The questions about these matters always surprised me because I felt clear in my writing about what was going on, and resented when the tv intruded, for the most part, or mentioned me, even when I had to watch the shows that did, I would have preferred not. I think that is part of why this crushing feeling of humiliation and how the masterbation had went out and then I am asked why I put my dresser in the only fucking spot in the place it fit... by then I was so beyond caring what people on the tv thought of me... I had to learn all I could so I stood it, took it in... etc... I made excuses for it in my mind, that it did not feel like hell all the time. I used to love being alone for the weekend, would shut off the phone, just do art.... or get drunk... still, loved the feeling of no other eyes creating me than my own. I still have a bit of the in and out of the matrix on all of this, just to survive, a day to day normalcy once in awhile though usually 24/7 this is going through my mind, reaching for ways... praying for solutions.

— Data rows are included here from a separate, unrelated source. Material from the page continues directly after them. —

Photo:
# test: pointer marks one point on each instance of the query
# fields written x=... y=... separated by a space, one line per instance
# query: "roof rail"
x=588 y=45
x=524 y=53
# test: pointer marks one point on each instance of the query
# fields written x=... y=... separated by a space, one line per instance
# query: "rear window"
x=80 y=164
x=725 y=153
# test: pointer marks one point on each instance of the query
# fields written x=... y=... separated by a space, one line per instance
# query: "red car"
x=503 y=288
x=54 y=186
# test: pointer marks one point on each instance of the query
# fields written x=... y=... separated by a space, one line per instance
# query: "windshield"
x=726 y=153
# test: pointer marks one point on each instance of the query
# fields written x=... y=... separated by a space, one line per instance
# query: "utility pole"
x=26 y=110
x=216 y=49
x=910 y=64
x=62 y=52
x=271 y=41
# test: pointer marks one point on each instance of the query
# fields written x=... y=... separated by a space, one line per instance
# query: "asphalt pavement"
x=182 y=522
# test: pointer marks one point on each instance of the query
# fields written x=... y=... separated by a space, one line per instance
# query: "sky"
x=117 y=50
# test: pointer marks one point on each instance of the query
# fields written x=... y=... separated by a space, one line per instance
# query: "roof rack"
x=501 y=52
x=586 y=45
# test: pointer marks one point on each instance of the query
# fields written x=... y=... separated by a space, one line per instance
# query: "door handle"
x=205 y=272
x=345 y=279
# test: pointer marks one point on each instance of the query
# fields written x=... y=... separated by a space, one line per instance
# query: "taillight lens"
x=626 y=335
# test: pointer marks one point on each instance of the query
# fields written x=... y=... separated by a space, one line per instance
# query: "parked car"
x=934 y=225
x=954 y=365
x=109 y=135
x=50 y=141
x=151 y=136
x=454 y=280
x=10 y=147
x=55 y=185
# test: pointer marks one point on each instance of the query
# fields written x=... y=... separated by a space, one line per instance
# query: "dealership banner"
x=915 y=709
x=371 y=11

I feel like I will do anything to avoid violence that I possibly can. I believe this can be avoided entirely. The time has come for all parties to come to some understandings, though they need to take the concerns of the many into consideration, or we will need a war to gather resources for the future our leaders ignore. This is why I mentioned piracy. Money can only go to this project, I hope. I know other things get in the way, and I do not always know best, but donations are the best. I should think people who wish their children to have something in thirty years, who cannot afford the ticket underground, should help. I do not want people made broke, or extorted or any of these things.... the end does not always justify the means, because while the mountain top is the same, there are a lot of paths. HAVEN. Why not. It gets across, taken from a tv show, but still... why not... though the name is hardly something I care about, just the idea of it brings life to the dream.
I am sorry I wrote about m c so meanly, whether he deserves it or not is up to actions I have only been hinted about, so I hope he is a good guy.